First, the quintessential version of perhaps the most often performed and recorded Alvin Isaacs’ composition by Hawai`i’s most famous voice. Alfred Apaka sings “Nalani” which he recorded in June 1947 with a group led by Randy Oness and featuring Pua Almeida on steel guitar. During the middle of the last century – for a variety of reasons – “Nalani” may have been the most recognizable Hawaiian song across the country and around the world. We will explore the long and storied history of “Nalani” here at Ho`olohe Hou soon.
Singer, dancer, bandleader, and actor Ernest Kawohilani – known professionally as “Prince Kawohi” – is probably best known for his long affiliation on stage and TV screen with the orchestra led by Harry Owens – giving him national exposure. Here the “Prince” delivers one of Alvin’s least recorded compositions, “Uina Uina.” Recorded in Los Angeles in 1955 when Hollywood was a hotbed of the finest ex-patriot local musicians from Honolulu, the session likely included musicians who worked together regularly on stage and in the local clubs at the time including Sam Koki, Sonny Kamahele, Sam Kaapuni, Harry Baty, Pua Almeida, and almost certainly Danny Stewart on the steel guitar.
“Ho`omalimali” means “to flatter.” And the lively and humorous “Ho`omalimali E” is sung here by Fely Gabriel – a “vibrant, wriggling package of dynamite from Alohaland” according to the program from the 1964 New York World’s Fair where she appeared with the Hawai`i delegation led by Sterling Mossman. Gabriel had a long career in both California and Hawai`i – including appearing in Alfred Apaka’s show at the Hawaiian Village Hotel. The selection is from a Waikiki Records compilation LP. Gabriel sings here in front of a band led by Alvin’s son, Barney Isaacs, on steel guitar (a sound which graced many a recording of his father’s songs) and which includes other son, Norman Isaacs, on the bass and – whoa! – Gabby Pahinui on guitar. As I am always eager to meet the living legends of Hawaiian music, I feel very fortunate to have recently made Fely Gabriel’s acquaintance. Hopefully I will be able to share more about her life and career with you soon.
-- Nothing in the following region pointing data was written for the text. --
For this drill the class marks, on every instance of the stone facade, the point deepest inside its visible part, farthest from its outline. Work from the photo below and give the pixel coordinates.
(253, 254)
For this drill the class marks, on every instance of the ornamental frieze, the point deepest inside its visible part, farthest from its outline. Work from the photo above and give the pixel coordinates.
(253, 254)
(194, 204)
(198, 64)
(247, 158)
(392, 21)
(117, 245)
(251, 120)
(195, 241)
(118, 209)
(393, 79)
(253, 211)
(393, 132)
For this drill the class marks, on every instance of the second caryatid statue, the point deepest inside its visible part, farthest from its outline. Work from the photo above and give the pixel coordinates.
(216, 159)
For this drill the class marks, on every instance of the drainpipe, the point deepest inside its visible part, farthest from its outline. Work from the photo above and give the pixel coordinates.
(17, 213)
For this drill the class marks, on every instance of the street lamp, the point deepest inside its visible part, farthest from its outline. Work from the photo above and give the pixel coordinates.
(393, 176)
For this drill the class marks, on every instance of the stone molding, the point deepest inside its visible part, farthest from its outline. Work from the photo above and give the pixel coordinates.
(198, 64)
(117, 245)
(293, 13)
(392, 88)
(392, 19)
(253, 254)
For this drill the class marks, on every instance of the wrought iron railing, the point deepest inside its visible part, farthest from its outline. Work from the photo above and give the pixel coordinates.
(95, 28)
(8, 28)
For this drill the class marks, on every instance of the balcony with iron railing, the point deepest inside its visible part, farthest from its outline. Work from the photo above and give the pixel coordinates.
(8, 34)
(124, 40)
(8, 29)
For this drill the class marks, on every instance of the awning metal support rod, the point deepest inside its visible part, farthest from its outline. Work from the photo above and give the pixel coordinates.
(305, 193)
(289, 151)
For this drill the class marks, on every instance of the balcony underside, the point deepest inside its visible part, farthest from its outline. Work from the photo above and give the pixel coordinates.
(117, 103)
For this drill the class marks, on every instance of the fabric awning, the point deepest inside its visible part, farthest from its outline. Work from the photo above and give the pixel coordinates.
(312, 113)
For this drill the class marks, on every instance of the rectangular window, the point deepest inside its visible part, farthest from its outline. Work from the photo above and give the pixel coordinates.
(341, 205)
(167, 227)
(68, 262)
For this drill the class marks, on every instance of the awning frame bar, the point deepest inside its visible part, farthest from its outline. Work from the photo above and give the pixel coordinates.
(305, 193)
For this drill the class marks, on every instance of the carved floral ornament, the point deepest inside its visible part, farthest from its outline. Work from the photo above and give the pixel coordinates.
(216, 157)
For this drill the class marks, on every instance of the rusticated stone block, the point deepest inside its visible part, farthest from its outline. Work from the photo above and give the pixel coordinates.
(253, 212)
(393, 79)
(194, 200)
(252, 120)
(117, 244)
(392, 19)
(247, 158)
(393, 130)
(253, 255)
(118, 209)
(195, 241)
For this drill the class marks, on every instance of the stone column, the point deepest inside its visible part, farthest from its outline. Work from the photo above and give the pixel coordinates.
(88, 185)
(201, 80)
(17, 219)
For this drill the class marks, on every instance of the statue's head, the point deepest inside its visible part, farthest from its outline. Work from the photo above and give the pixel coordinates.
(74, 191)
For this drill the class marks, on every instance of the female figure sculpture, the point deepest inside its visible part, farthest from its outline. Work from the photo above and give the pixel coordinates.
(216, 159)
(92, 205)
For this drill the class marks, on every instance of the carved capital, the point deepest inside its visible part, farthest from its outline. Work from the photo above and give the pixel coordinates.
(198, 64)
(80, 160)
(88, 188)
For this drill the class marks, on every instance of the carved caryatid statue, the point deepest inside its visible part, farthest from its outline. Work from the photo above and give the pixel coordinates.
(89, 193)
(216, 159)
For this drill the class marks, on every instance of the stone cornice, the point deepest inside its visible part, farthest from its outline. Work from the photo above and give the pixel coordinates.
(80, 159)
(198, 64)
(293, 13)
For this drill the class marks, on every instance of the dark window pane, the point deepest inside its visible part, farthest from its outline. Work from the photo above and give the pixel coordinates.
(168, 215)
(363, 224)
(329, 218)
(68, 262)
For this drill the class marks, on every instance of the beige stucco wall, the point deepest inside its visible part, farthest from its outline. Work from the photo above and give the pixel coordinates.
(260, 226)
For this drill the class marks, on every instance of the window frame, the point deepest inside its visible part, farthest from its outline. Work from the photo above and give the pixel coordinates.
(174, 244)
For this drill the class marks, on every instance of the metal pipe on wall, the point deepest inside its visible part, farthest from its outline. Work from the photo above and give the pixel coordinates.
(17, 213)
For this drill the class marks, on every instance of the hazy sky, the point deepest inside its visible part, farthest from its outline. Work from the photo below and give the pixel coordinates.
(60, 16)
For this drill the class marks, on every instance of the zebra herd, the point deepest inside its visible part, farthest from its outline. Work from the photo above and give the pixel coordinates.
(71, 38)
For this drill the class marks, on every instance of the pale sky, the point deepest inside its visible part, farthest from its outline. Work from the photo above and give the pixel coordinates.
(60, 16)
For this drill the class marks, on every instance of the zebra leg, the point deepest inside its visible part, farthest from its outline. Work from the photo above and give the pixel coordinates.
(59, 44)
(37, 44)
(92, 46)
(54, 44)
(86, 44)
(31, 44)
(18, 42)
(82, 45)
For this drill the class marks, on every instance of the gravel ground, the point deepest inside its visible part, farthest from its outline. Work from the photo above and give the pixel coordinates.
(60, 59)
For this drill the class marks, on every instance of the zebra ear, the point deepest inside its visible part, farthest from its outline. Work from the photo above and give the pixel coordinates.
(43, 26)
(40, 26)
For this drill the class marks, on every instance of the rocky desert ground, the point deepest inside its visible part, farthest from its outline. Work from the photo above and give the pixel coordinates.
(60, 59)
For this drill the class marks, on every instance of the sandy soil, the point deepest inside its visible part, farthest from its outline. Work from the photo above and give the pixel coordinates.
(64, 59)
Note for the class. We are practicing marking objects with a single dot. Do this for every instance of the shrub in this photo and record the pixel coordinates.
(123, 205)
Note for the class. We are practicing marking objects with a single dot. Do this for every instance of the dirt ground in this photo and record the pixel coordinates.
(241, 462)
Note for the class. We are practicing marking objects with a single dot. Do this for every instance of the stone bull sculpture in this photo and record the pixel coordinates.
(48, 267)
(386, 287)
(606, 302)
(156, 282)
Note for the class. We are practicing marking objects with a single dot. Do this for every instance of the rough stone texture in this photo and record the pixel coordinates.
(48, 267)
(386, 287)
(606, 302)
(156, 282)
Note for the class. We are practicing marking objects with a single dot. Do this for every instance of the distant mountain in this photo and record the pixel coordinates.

Known as “Hawaii’s First Lady Of Song” for her voice boasting a more than three-octave range and which was heard around the world every week for years on the famed Hawaii Calls radio broadcasts, Haunani Kahalewai soothes the savage beast with “Moon Of The Southern Seas” from the 1960 Capitol Records LP of the same name. Haunani’s Capitol-era recordings featured musicians from the Hawaii Calls radio program (arranged by Benny Kalama), so most of her output during this period features Jules Ah See on steel guitar. But Jules passed away earlier in 1960 when this LP was released. For these sessions, you hear Jules’ great friend, Barney Isaacs, once again on steel guitar.